Destinations Magazine

Cure Me, I'm Gay!

By Sweetapple19 @sweetappleyard
Last night I watched Undercover Doctor: Cure Me I’m Gay! The documentary about a well-known and openly gay British doctor called Christian Jessen, who investigates the current therapies available to those who wish to cure themselves of being gay.
And for the first time in a long time, I lay awake last night and couldn't sleep. I was deeply hurt and upset by what I had just watched. It is often easy to forget that we all live in a different reality to one another. Each and every one of us has a unique perspective. A completely exclusive way of looking at the world. Not one of us will be the same. This perspective is shaped over each year of our life as our brain is bombarded by sensory stimuli from our environment. Every single moment of our existence shapes who we become, as we integrate this information into a structure of our own personal reality. Even your closest friend or family member will see the world a fraction different to you. Their reality is just a little bit skewed compared to your own. And I fell into the trap of thinking that the whole world was moving on from the ‘gay is wrong’ idea. With gay marriage being legalised in more and more countries around the world, I just figured we were over it.
But watching this documentary last night proved that this is not the case. There are many in the world who still believe that being gay is wrong. This piece is not a judgment of those people, or any of the therapists on the show who are attempting to cure those of being gay. Because judgment is judgement, it creates a side, it divides us. This is just a glimpse into my unique perspective and why anti-gay conversations hurt me so much.
To start with, I grew up in a family with a mother who was an air hostess and had plenty of gay friends. I also had a father who was very open-minded and comfortable with his sexuality, so he was also happily friends with Mum’s gay friends. In fact, he had some of the best nights out of his life with them. So as you can imagine, the whole ‘gay is wrong’ thing, would never have flown in my house. We are also not overly religious, spiritual, but not a religious family, so have never lived by the idea of sinning. Instead, always striving to align with our own guidance system and be good people.
So already, my perspective and what I was exposed to as a child will be different to some, and you can see why the idea of being gay has never been an issue for me. A curiosity maybe, but never an issue.
As I vacuumed this morning and the thoughts of last night were going around in my head, I tried to ascertain why this show affected me so much. And the reason has nothing to do with the therapies; it comes down to three of the most fundamental aspects of my personal happiness. Choice, truth and love.
These are the three things in my life that fill me with joy, meaning and purpose. The right to choose what is good for me; what partner to go into battle with, what milk to put in my coffee, the way I will earn a living, what mood I will be in that day. All my choice. The second is the ability to live my personal truth. To be who I want to be, to speak my mind, express my ideas and create. And lastly, love. The love of my family and the love I experience in my personal relationships.
That is what upset me about this show. Take everything else away and it was a man standing in tears as he was told his choice of partner was the work of demons. It broke my heart. Because like any human watching another human in pain, I put myself in his position. I got a glimpse of what it must feel like to be him and the first thing I thought of was choice, truth and love.

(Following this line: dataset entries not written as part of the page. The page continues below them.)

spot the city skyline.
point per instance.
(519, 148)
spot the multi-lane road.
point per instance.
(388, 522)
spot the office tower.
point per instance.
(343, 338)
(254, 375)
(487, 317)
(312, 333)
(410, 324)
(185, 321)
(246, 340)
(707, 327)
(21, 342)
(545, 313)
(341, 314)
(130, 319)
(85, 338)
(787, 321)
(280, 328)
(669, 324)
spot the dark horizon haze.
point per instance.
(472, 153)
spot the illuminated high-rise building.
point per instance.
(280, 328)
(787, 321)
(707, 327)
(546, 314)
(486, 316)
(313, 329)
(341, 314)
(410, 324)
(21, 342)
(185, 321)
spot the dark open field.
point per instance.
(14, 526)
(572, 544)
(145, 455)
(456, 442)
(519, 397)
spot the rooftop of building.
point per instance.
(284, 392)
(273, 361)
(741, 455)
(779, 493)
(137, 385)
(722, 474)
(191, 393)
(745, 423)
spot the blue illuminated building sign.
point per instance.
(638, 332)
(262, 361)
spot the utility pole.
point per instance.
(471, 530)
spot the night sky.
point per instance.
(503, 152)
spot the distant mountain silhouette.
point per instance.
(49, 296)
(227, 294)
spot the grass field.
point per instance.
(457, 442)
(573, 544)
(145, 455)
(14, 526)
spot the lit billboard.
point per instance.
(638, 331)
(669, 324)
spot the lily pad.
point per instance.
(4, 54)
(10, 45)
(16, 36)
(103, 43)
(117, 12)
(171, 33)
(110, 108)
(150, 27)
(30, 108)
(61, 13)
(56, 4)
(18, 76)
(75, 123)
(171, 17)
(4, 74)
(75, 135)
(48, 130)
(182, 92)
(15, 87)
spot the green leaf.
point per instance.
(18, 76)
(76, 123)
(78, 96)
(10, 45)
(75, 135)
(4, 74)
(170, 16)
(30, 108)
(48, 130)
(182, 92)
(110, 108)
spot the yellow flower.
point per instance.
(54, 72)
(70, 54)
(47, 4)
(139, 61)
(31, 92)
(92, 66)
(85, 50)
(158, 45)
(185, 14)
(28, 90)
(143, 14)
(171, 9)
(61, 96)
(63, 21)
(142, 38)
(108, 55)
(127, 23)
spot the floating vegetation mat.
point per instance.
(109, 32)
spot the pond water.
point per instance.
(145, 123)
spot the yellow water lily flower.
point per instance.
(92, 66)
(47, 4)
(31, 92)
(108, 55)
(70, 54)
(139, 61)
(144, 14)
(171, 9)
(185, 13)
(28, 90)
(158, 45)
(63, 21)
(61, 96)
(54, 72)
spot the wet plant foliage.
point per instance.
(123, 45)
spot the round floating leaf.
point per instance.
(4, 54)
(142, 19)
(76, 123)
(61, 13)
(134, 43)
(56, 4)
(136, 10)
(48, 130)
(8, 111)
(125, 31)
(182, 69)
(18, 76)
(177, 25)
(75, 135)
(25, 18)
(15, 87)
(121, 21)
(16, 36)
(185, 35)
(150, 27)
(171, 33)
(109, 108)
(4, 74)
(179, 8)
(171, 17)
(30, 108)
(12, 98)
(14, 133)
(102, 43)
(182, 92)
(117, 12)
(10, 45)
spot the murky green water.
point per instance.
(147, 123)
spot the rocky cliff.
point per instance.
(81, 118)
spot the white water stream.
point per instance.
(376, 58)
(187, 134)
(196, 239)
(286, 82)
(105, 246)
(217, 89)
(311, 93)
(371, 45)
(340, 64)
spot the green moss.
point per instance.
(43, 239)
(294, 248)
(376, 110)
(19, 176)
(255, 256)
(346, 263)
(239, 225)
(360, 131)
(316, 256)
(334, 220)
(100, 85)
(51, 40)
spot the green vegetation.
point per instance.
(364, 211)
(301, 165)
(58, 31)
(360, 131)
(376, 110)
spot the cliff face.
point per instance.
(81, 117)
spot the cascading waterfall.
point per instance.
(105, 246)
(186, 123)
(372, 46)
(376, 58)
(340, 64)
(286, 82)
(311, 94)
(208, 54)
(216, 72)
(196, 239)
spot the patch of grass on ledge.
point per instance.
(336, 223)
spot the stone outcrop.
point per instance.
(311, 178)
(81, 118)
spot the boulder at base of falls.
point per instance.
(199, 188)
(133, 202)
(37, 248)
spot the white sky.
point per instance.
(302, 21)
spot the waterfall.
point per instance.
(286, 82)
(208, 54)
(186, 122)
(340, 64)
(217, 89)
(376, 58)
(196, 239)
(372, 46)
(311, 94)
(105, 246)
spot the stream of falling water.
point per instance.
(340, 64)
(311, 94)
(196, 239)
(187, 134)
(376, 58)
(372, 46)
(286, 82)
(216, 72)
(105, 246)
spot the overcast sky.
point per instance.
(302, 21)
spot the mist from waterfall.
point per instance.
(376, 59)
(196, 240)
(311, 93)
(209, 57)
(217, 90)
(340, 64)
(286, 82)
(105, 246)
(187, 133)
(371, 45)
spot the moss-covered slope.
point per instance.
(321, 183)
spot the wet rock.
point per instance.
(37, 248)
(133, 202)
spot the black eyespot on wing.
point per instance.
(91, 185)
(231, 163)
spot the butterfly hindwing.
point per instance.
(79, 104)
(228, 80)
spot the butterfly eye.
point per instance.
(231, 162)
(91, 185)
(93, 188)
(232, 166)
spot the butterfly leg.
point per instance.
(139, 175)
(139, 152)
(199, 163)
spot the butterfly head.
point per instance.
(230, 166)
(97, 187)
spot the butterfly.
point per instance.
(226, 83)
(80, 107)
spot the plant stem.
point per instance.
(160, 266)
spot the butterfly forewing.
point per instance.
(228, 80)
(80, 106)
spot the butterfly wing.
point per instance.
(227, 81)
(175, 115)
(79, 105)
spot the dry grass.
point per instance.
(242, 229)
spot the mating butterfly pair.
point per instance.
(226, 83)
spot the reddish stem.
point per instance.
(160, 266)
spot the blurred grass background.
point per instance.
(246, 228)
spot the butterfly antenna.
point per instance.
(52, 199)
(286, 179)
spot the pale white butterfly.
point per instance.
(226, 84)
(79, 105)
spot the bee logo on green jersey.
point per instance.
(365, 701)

How would I feel if someone told me the choices I have made (although in my opinion being gay is not a choice), were bad, shameful and disgusting – even if these choices did not hurt anybody. How would I feel if I could not live my personal truth and be who I truly am. And how would I feel if loving who I loved was wrong. If I let this get to me enough and didn’t resist this, it would feel like a life worse than death. I’m sure that is the case for many homosexuals who have taken their own lives. It is the case for many people who have felt too ashamed to be who they are.

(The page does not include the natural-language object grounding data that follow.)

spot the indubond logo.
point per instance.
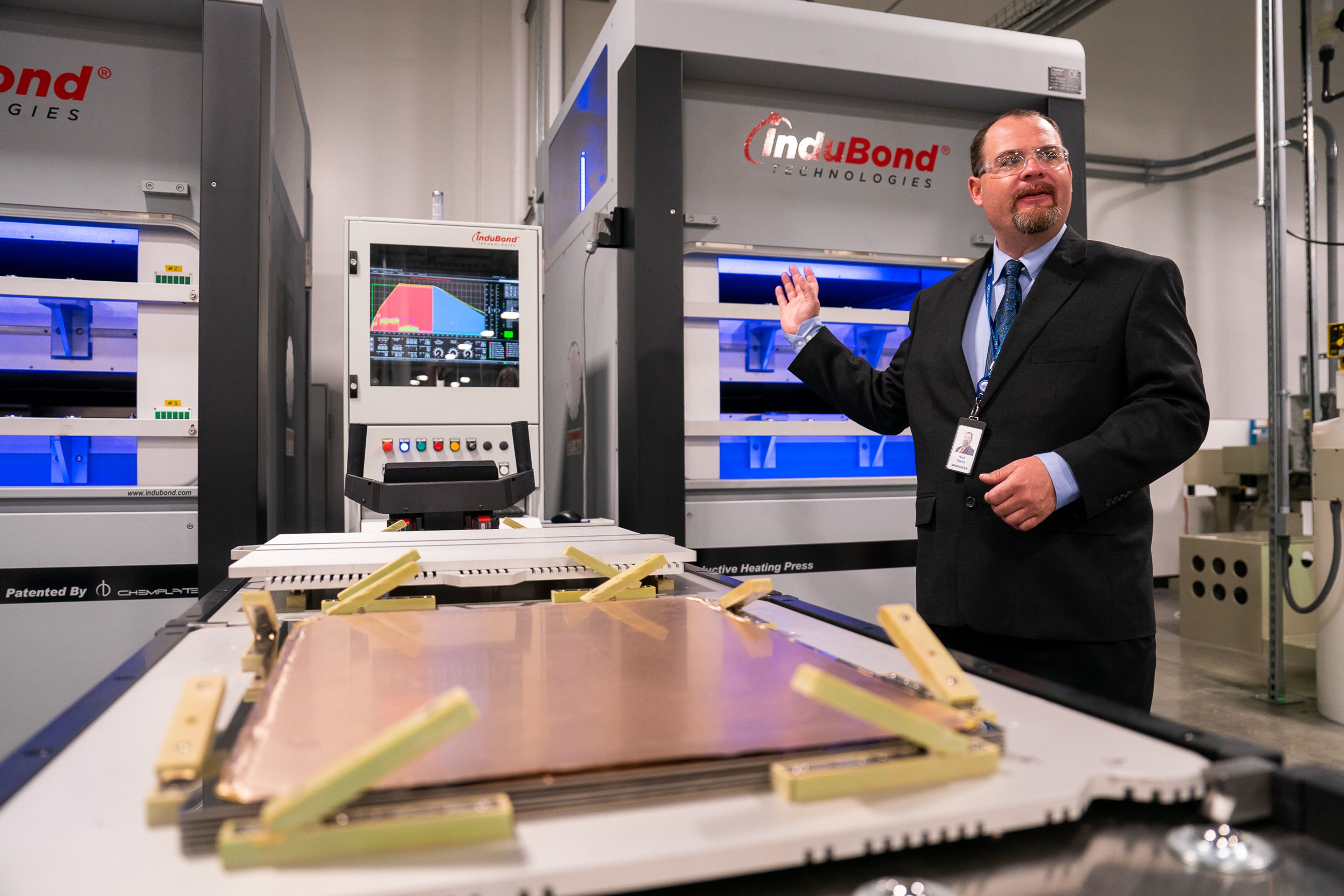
(784, 151)
(492, 238)
(41, 84)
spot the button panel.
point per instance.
(439, 443)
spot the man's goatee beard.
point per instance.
(1035, 221)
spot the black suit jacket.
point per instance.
(1101, 367)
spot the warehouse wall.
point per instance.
(1183, 80)
(405, 97)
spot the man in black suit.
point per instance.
(1076, 360)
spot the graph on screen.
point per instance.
(428, 308)
(443, 316)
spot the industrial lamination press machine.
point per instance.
(695, 158)
(517, 664)
(154, 326)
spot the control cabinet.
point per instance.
(443, 348)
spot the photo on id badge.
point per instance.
(964, 446)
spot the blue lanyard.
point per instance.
(994, 338)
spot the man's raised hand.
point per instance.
(799, 297)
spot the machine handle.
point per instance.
(1330, 579)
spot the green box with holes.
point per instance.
(1224, 581)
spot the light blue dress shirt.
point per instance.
(975, 346)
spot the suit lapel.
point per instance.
(1056, 284)
(963, 295)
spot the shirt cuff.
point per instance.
(1066, 487)
(807, 330)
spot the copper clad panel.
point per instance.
(560, 687)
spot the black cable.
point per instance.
(1330, 579)
(1319, 242)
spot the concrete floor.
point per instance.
(1214, 688)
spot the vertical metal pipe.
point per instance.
(1332, 158)
(1272, 154)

I think the reason I admire those who are gay has nothing to do with sexuality. It has to do with bravery. Being someone who has often struggled at times to be myself or even know myself, it seems so amazingly brave to me to openly live your life in a way that some of society still don’t understand. It seems so brave to me to do something that feels right for you, but might upset your family. I’ve always been such a goody-two-shoes that the idea of ‘breaking the rules’ in such a profound way fascinates me.

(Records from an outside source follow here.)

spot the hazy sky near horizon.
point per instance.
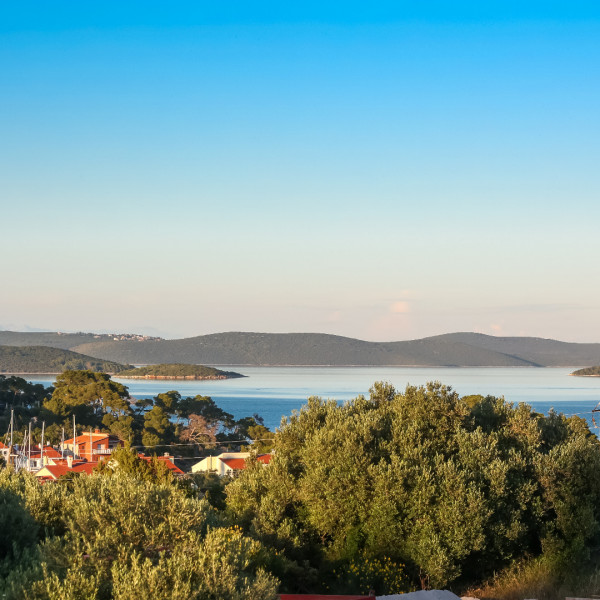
(382, 170)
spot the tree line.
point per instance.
(393, 492)
(98, 402)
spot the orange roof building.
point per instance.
(90, 446)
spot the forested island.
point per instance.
(587, 372)
(44, 359)
(178, 371)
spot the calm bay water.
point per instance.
(273, 392)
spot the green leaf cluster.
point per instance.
(453, 488)
(123, 538)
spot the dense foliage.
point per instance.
(179, 371)
(121, 537)
(394, 492)
(43, 359)
(454, 488)
(96, 401)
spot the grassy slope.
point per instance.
(43, 359)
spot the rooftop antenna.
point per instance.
(12, 425)
(74, 436)
(42, 445)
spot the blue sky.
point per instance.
(384, 171)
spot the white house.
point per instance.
(227, 463)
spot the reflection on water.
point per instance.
(273, 392)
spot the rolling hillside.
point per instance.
(244, 348)
(42, 359)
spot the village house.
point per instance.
(54, 471)
(167, 460)
(91, 446)
(227, 463)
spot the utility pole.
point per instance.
(74, 436)
(29, 449)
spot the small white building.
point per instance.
(227, 463)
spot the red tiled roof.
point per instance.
(238, 464)
(85, 438)
(57, 471)
(49, 452)
(165, 459)
(322, 597)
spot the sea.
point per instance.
(275, 392)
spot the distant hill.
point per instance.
(244, 348)
(42, 359)
(178, 371)
(587, 372)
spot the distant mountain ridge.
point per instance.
(319, 349)
(45, 359)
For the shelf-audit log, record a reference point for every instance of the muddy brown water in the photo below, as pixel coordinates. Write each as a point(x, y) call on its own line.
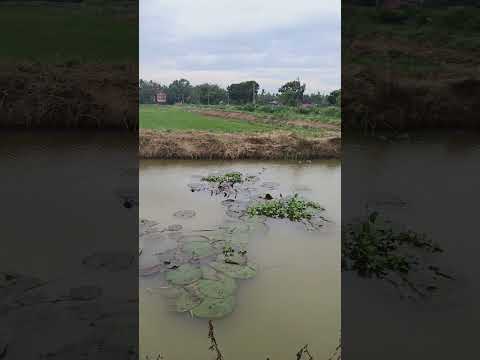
point(61, 204)
point(430, 184)
point(295, 297)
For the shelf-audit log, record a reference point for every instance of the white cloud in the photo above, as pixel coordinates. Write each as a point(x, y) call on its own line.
point(194, 18)
point(225, 41)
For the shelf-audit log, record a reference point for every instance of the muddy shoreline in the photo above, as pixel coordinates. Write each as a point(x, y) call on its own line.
point(227, 146)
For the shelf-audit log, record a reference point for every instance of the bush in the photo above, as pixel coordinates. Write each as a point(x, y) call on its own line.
point(248, 107)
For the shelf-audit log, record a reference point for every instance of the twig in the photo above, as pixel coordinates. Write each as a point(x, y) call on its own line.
point(304, 350)
point(213, 341)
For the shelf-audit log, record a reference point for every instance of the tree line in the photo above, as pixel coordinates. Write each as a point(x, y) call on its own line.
point(291, 93)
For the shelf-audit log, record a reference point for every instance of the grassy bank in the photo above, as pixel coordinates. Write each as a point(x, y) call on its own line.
point(410, 69)
point(321, 114)
point(234, 146)
point(90, 31)
point(66, 65)
point(190, 118)
point(178, 119)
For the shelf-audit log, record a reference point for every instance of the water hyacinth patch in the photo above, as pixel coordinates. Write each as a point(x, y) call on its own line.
point(231, 177)
point(293, 208)
point(372, 247)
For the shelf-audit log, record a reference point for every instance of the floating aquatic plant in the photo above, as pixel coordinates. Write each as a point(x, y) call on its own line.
point(235, 271)
point(199, 248)
point(212, 308)
point(186, 301)
point(217, 289)
point(373, 248)
point(185, 274)
point(293, 208)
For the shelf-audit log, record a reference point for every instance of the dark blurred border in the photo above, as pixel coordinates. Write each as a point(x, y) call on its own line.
point(410, 97)
point(68, 148)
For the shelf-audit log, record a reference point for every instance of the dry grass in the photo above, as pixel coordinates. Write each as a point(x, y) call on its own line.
point(68, 96)
point(205, 145)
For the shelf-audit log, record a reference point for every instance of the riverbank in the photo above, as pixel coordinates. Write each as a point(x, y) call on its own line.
point(410, 69)
point(68, 95)
point(235, 146)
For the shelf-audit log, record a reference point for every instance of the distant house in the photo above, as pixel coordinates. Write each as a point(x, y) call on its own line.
point(161, 98)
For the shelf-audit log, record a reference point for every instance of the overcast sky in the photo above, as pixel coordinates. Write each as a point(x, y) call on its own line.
point(226, 41)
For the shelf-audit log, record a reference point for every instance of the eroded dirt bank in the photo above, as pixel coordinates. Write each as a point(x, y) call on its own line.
point(68, 96)
point(205, 145)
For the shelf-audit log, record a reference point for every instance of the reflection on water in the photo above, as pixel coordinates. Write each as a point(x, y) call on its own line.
point(62, 221)
point(429, 184)
point(295, 297)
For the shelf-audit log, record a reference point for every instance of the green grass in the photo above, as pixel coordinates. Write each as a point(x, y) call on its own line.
point(176, 119)
point(325, 115)
point(437, 29)
point(90, 32)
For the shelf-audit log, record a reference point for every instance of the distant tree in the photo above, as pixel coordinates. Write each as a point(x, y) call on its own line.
point(334, 98)
point(291, 93)
point(317, 99)
point(266, 97)
point(208, 94)
point(243, 92)
point(179, 91)
point(147, 91)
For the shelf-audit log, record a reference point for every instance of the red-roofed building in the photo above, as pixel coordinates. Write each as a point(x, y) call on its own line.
point(161, 98)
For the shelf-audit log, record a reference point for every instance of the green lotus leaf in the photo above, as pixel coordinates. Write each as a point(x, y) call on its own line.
point(217, 289)
point(233, 259)
point(199, 248)
point(247, 271)
point(184, 275)
point(208, 273)
point(186, 301)
point(214, 308)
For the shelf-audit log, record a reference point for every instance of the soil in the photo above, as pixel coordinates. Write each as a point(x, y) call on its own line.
point(219, 146)
point(68, 96)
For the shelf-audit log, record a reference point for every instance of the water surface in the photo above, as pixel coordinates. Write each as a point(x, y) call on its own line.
point(295, 297)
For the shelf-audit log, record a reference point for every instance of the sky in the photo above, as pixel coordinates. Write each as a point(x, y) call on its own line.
point(229, 41)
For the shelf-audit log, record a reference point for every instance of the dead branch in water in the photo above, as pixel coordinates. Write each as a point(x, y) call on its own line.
point(304, 351)
point(213, 341)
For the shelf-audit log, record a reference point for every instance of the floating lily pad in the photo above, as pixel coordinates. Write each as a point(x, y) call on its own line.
point(196, 238)
point(197, 187)
point(184, 275)
point(199, 248)
point(247, 271)
point(152, 236)
point(174, 227)
point(145, 225)
point(236, 259)
point(186, 301)
point(227, 202)
point(175, 235)
point(217, 289)
point(165, 245)
point(270, 185)
point(185, 214)
point(208, 273)
point(152, 270)
point(214, 308)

I guess I am grateful to those in my life who are opening gay for this reason. So that every time I decide I want to live my life a certain way, but I am held back by what others think, I will consider this different kind of struggle. All of a sudden changing careers, or leaving that unhappy relationship seems completely minimal in comparison.
I am a philosophical person, and a neuroscientist, so I don’t believe in wrong or right, I believe in truth. What is true to each and every person, based on their experience of life to date. So this post is not here to convince you that being gay is wrong or right. I’m not telling you what to believe, because nobody can tell anyone what to believe. I am simply stating my truth. The truth that anyone who is brave enough to completely be themselves amazes and astounds me, and I am eternally grateful to them for showing me how.